John Lazarus isn’t expecting “closure” with Roy Edgar Chalmers’ death.

Kelly SedingerThere’s this guy in western New York named Kelly Sedinger who has been blogging regularly since early 2002. I have no real idea how I came across Byzantium’s Shores, but it would have had to have been after I started my daily prattling in 2005. For most of the time, he used the nom de blog Jaquandor, but much less so now.

Besides his now-tempered following of the Buffalo Bills football team, his exquisite knowledge of classical music, and his odd attraction to a pie in the face, Kelly’s driving force has always been the power of the written word.

In 2014, he not only wrote but published Stardancer, which he sent to me. I enjoyed it, but have not yet gotten to the other books in the Song of Forgotten Stars Trilogy.
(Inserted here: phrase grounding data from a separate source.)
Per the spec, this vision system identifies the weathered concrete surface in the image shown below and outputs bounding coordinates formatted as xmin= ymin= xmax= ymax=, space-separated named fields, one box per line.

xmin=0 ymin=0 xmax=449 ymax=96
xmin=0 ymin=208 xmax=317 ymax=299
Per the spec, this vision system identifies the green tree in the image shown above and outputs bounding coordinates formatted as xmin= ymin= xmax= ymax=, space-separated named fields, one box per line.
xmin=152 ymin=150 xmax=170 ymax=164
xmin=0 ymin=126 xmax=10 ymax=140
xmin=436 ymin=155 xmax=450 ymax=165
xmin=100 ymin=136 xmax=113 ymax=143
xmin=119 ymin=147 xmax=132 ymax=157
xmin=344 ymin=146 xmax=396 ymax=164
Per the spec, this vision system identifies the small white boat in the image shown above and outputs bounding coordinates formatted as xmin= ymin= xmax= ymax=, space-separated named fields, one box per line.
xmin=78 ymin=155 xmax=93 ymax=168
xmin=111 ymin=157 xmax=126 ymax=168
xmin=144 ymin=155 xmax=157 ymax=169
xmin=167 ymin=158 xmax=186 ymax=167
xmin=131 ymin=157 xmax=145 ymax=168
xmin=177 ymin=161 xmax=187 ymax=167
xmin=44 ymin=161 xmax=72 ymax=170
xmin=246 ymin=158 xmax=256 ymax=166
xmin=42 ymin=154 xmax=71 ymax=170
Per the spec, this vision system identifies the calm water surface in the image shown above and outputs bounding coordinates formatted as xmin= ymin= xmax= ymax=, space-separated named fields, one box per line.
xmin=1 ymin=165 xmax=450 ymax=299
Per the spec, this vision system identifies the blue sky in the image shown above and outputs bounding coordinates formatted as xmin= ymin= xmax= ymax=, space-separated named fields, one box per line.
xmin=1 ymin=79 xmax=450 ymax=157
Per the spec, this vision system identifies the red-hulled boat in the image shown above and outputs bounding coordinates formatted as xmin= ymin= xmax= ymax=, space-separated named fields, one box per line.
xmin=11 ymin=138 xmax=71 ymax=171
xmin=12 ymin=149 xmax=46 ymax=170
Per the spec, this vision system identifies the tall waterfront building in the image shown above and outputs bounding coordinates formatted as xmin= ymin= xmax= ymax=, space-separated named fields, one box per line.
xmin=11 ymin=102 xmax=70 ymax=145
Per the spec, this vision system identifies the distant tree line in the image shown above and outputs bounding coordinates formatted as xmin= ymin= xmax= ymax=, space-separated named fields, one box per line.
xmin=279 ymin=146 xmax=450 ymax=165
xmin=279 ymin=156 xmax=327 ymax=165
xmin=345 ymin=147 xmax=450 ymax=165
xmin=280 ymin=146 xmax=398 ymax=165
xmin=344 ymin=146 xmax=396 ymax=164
Yet, when I read the prologue to his supernatural thriller, The Chilling Killing Wind, I was compelled to immediately buy the book, a Christmas present from me to me.

It is about a guy named John Lazarus, who had attended the executions of two of the murderers of his wife Michelle and was about to attend the third, and final, one, that of Roy Edgar Chalmers.

Lazarus is a professor and an ex-cop, now living with his fiancee, Ellen, still negotiating the relationship vis a vis the memory of Michelle.

John isn’t expecting “closure” with Chalmers’ death, any more than he felt it after the executions of Luther Mayhew and Raoul Serrano before. He doesn’t know how little closure until a string of murders rock the small Michigan town where he lives.

I received the book on a Friday and finished it by Tuesday. It was a compelling read. I don’t read murder mysteries, but my daughter has begun watching certain TV procedurals, and without getting too much into it, he seemed to follow the form without being formulaic.

Kelly seemed to think his YA sci-fi was something my daughter would enjoy, and she might if she gave it a chance. But I gather she’ll almost certainly enjoy The Chilling Killing Wind. There are minor issues I could note, including at least one typo, but I was glad to have read this.

I’m not sure where Kelly goes from here, though. He has proposed a John Lazarus series, and I’ll be curious how that will shake out.